杨震的心像被温水泡过,软得一塌糊涂。
他把季洁往怀里带了带,下巴抵着她的发顶,“好。
对了,我用爷爷给的钱买的房,刚才跟他说了,他要是住腻了军休所,就来跟咱们住。”
“早该这样了。”季洁在他怀里蹭了蹭,“你就是嘴硬,心里明明惦记着,偏不说。”
杨震低笑起来,胸腔的震动传到季洁耳边,像最安稳的摇篮曲。
“那不是有你吗?”他低头吻了吻她的发旋,声音柔得能滴出水,“我嘴笨,你替我说。”
季洁抬头看他,灯光在他眼里投下细碎的光斑,像藏着整片星空。
她抬手勾住他的脖子,主动凑上去,在他唇上轻轻咬了一下,“那以后,你的话我全包了。
不过……”
她故意拖长了调子,眼里闪着狡黠的光:“得付我酬劳。”
“好!领导辛苦了。
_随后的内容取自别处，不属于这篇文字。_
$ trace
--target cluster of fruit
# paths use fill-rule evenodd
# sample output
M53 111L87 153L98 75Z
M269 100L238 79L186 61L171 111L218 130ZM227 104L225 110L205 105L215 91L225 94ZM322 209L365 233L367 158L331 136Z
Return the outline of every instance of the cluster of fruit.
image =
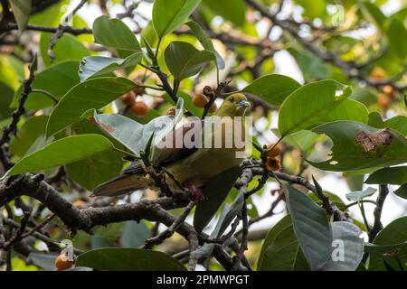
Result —
M133 90L126 93L120 97L121 102L129 108L129 110L138 117L146 117L148 114L148 107L144 101L136 101L137 96L143 95L145 92L143 88L137 87ZM193 98L193 104L197 107L205 107L209 103L209 98L201 93L196 93ZM218 107L213 102L209 107L208 111L213 113L218 109ZM175 107L169 107L166 115L175 116Z
M137 87L120 97L120 100L137 117L143 117L148 114L148 107L144 101L136 101L137 96L144 94L144 89Z

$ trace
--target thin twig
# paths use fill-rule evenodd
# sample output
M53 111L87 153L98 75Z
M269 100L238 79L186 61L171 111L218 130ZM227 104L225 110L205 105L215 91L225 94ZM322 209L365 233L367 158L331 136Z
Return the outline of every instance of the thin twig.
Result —
M379 195L376 200L376 208L374 208L374 222L372 229L368 232L369 242L373 242L377 233L383 228L382 225L382 211L383 206L384 204L384 200L386 200L387 195L389 194L389 188L386 184L381 184L379 186Z
M55 54L53 54L53 48L56 45L57 41L62 37L63 33L65 33L66 27L68 22L73 18L73 15L85 5L85 3L88 0L80 0L80 2L76 5L75 8L73 8L72 12L70 13L66 17L63 19L62 23L58 26L55 33L51 37L50 39L50 44L48 46L48 55L50 56L51 62L52 62L55 60Z
M143 246L145 249L150 249L154 245L158 245L164 242L168 238L171 238L174 235L174 232L177 229L177 228L183 223L186 217L189 215L191 210L196 205L198 200L191 200L186 208L184 210L183 213L168 227L166 230L155 236L153 238L147 238L146 243Z
M5 143L10 141L10 135L15 134L17 131L17 124L20 121L21 116L23 116L25 112L24 105L27 100L28 96L32 92L31 85L35 78L34 70L35 65L33 63L30 66L30 75L27 79L25 79L23 83L23 92L20 95L18 99L18 107L12 114L12 122L11 124L3 129L3 135L0 138L0 146L5 144Z

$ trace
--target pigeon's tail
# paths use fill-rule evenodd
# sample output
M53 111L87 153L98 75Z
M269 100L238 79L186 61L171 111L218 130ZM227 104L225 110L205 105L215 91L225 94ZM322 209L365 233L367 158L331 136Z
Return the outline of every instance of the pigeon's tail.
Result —
M106 182L99 184L93 190L91 196L115 197L135 191L136 190L151 187L151 180L145 174L120 174Z

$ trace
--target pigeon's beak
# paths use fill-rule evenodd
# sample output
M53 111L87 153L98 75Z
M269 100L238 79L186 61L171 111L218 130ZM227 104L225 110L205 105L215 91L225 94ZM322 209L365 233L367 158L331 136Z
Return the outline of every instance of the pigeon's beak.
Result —
M251 107L251 103L249 101L243 100L243 99L240 100L237 103L237 105L239 107L245 107L245 108L249 108Z

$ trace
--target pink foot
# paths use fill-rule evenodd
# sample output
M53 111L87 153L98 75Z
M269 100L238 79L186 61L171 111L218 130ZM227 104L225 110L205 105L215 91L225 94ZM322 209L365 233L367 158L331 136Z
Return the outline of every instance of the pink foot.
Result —
M186 186L186 188L192 192L193 200L204 200L204 192L197 186L195 186L194 184L189 184Z

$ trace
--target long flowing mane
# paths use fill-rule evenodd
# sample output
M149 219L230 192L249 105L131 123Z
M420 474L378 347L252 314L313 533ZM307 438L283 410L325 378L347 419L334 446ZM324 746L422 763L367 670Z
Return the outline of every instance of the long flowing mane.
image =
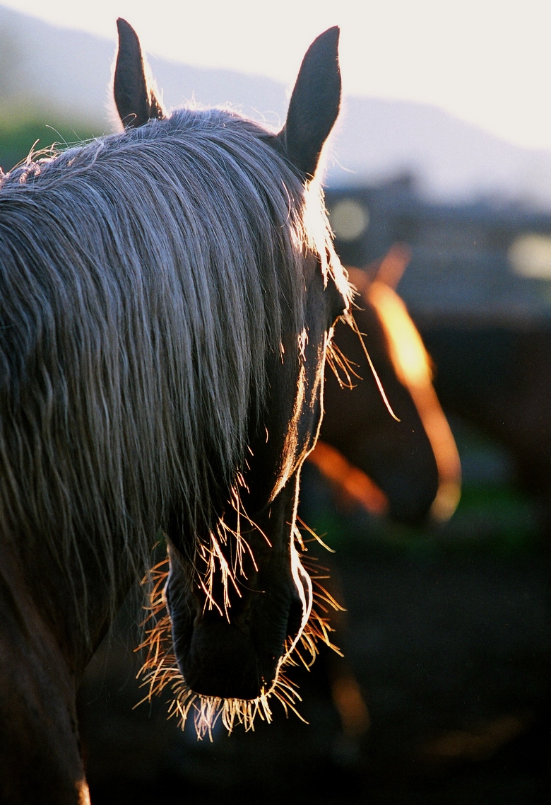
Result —
M80 567L76 598L84 550L114 585L175 500L212 526L283 323L303 332L306 248L342 285L321 195L269 137L183 109L3 178L0 528Z

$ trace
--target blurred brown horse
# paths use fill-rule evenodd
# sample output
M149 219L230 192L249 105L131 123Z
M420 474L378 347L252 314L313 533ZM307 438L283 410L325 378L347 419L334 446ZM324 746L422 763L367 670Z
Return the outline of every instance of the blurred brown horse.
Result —
M427 513L436 521L451 516L461 470L430 358L393 290L409 260L398 244L376 265L348 270L360 295L354 317L367 353L353 330L337 324L334 343L351 365L353 387L326 372L325 415L309 460L342 498L415 523Z

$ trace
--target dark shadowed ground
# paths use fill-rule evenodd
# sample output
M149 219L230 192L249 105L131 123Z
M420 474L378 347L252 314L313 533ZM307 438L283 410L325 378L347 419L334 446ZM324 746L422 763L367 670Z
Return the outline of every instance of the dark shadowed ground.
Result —
M465 493L439 532L343 514L314 470L305 481L303 516L336 549L348 612L335 640L363 690L367 733L343 731L323 655L296 675L307 725L276 704L274 723L254 733L216 729L198 743L167 722L162 701L133 711L129 602L80 697L93 805L549 801L547 544L507 456L461 426L456 434Z

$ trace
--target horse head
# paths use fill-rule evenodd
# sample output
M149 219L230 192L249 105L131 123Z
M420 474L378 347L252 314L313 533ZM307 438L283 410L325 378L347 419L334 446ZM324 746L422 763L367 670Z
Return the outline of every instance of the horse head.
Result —
M149 88L135 33L123 20L118 28L115 101L121 121L138 127L162 118L162 111ZM237 716L246 719L249 704L235 703L259 697L265 703L310 614L312 585L295 544L299 475L319 429L326 348L349 291L326 234L321 242L318 237L318 248L312 245L306 209L309 196L319 204L316 170L339 112L338 39L338 28L331 28L315 39L285 126L278 134L260 134L265 159L290 168L303 199L299 287L286 289L287 296L302 295L302 320L294 320L291 300L284 299L281 341L266 362L265 393L260 401L251 396L244 460L229 482L220 473L211 484L209 516L190 534L175 506L166 529L170 572L162 601L171 642L165 632L160 678L180 691L181 713L198 694L212 707L232 700ZM154 629L152 634L158 641ZM155 679L158 648L156 642Z

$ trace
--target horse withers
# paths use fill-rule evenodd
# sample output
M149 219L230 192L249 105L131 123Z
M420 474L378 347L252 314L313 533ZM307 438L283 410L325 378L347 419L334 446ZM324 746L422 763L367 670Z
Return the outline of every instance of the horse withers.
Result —
M163 673L183 712L197 695L204 714L269 712L311 608L298 477L350 299L315 180L339 31L306 52L276 134L228 110L165 114L117 24L124 131L0 186L0 795L14 805L87 801L76 689L159 532Z

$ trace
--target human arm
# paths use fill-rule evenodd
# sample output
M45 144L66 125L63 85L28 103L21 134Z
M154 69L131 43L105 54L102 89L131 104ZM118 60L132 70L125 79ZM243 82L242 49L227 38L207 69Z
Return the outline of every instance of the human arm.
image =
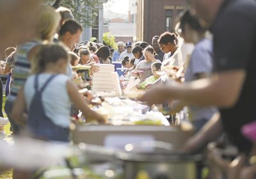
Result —
M154 104L162 103L168 98L188 101L193 105L230 107L239 98L245 76L244 70L237 70L191 82L172 81L152 88L140 100Z
M9 74L11 72L11 70L12 70L11 66L10 66L10 65L8 65L7 63L5 64L5 66L3 71L4 74Z
M78 88L75 84L71 81L68 81L67 82L67 88L71 100L76 106L82 111L87 121L97 120L100 123L103 123L104 121L101 115L91 110L88 107L82 95L79 94L78 92Z
M24 113L26 108L26 105L24 90L22 88L18 93L11 112L12 118L15 123L21 126L24 125L27 123L27 116Z
M190 137L180 148L181 153L193 153L214 141L223 132L220 113L217 113L193 136Z
M170 106L170 114L175 114L177 113L180 112L182 109L187 105L188 104L182 100L174 100L172 102Z

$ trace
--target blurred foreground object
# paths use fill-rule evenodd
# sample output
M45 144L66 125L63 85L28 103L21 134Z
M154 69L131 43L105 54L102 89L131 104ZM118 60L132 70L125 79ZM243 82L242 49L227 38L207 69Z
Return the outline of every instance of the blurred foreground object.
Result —
M33 36L38 0L12 0L0 2L0 51L19 44Z
M70 152L67 144L31 138L15 139L15 145L1 142L0 146L2 151L0 154L1 164L21 169L54 166L67 157Z

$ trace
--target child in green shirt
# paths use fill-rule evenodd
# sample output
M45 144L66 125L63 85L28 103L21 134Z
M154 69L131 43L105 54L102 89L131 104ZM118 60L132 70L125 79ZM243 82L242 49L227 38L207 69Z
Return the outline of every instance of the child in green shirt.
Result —
M157 72L161 72L161 63L160 62L155 62L151 65L152 75L146 79L143 82L136 85L138 90L146 90L147 86L148 84L154 84L154 82L160 77L160 75L157 74Z

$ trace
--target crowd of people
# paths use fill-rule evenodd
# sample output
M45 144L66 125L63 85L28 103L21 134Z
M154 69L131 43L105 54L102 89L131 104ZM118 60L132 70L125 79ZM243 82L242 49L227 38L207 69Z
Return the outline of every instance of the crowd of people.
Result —
M125 74L140 79L136 88L147 91L139 100L160 104L174 117L184 109L188 112L196 133L180 152L201 152L225 133L226 143L238 149L236 163L223 159L216 145L208 145L212 177L224 172L228 178L254 178L255 164L246 161L255 155L255 141L250 137L252 131L242 128L256 116L256 4L250 0L189 1L191 8L180 17L177 31L156 35L151 45L119 42L116 51L95 38L79 42L83 27L68 9L39 6L31 24L34 36L6 49L6 63L0 68L0 74L8 74L4 111L13 135L28 129L33 138L68 142L71 108L81 110L88 121L104 123L104 118L88 107L90 94L80 94L77 84L92 85L95 63L119 61ZM14 42L18 41L24 39ZM188 43L193 44L192 50ZM1 81L2 104L1 91ZM29 178L29 175L15 170L13 178Z

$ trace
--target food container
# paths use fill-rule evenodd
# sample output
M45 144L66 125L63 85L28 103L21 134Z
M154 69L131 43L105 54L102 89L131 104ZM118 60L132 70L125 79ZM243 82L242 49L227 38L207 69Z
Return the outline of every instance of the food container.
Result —
M157 178L196 178L196 162L201 155L175 153L173 145L163 141L143 141L128 144L127 152L120 152L117 159L123 161L124 178L148 176Z
M124 178L138 178L141 172L151 179L193 179L196 162L201 155L132 153L119 152L117 158L123 161Z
”杨震的声音从头顶落下来,带着点戏谑的认真。
季洁刚直起身,就被他圈在了怀里——后背抵着冰凉的消毒柜,身前却是他滚烫的胸膛,温差让她轻轻颤了颤。
杨震没说话,只是低头,鼻尖蹭过她的额角。
季洁的睫毛像受惊的蝶,扑扇着要躲开,却被他用指腹轻轻按住后颈,那点力道不容拒绝,又带着小心翼翼的珍视。
他的吻先落在她的眉骨上,很轻,像雪落在掌心。
季洁的呼吸顿了顿,刚要开口,唇就被他含住了——不是急切的掠夺,而是用舌尖慢慢厮磨,带着点红烧肉的甜,又混着他唇齿间的薄荷凉,两种味道缠在一起,竟生出种奇异的温柔。
消毒柜的指示灯忽然闪了闪,发出细微的“嘀”声。
季洁被惊得缩了缩,杨震却趁机加深了这个吻,手臂收得更紧,让她整个人都贴在他身上。
季洁能感觉到他心跳得厉害,隔着薄薄的家居服,像擂鼓似的敲在她心口。